If the battery lasts for 2 years, the current consumption must be in the range uA, the powersupply can give almost 1 A.
The powersupply can give 1000000 times more than needed
So I can't use it ? I don't really understand your answer ^^ ^^
If I use this one : AC/DC 3.3 V/DC 300 mA 1 W Recom International RAC01-3.3SC, is it possible to plug it to my sensor with another adaptor or something like that ?
With your first adapter you can connect about 1000000 window sensors. It's a little bit overkill.
(Second adapter 300000)
Why not use batteries if they last for 2 years, if you have a power failure you do not have any alarm.
After you have had a power failure you can get an alarm same as battery change.
Read
Door/Window Sensor's battery life is up to 2 years, on default settings.
Current battery level is displayed in the Home Center 2 configuration interface. If a battery icon turns red, it means the battery needs replacement. In order not to trigger an alarm when replacing the battery, II-nd association group must be deleted and the Sensor's configuration must be changed to default, prior to the battery change.

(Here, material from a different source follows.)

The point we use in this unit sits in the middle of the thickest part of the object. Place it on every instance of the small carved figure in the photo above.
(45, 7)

I want to use a power supply because as I can read on some forum, that sensor consumes lot of battery. Some people says after 3 month battery was down !!
In fact, if I can avoid bettery it will be better for maintenance
If I understand, I can use the adapter I mentioned but it is overskill regarding my sensor, Am I correct ?
The sensor probably consumes 10's of mA, not uA, but does so for a few ms every so often.
The average current is low, doesn't imply the maximum current is that low.
The original battery is lithium thionyl-chloride which have a very long shelf life and
good performance at low temperatures (but contain thionyl chloride which is an extremely caustic chemical, note the wikipedia entry comment:
High cost and safety concerns limit use in civilian applications. Can explode when shorted. Underwriters Laboratories require trained technician for replacement of these batteries. Hazardous waste, Class 9 Hazmat shipment.[5]
jberthe:
In fact, if I can avoid battery it will be better for maintenance
Almost always the case. Unless your concern is to operate through mains failures, batteries are the "weakest link" in the project.
If of course it is for an alarm and you wish to take care of the contingency that and intruder cuts the mains, then you want one central battery, generally a 12V gel cell (or upmarket; lithium ion). Obviously since your alarm cannot operate without the central control unit, it makes sense to use that same central battery for all functions.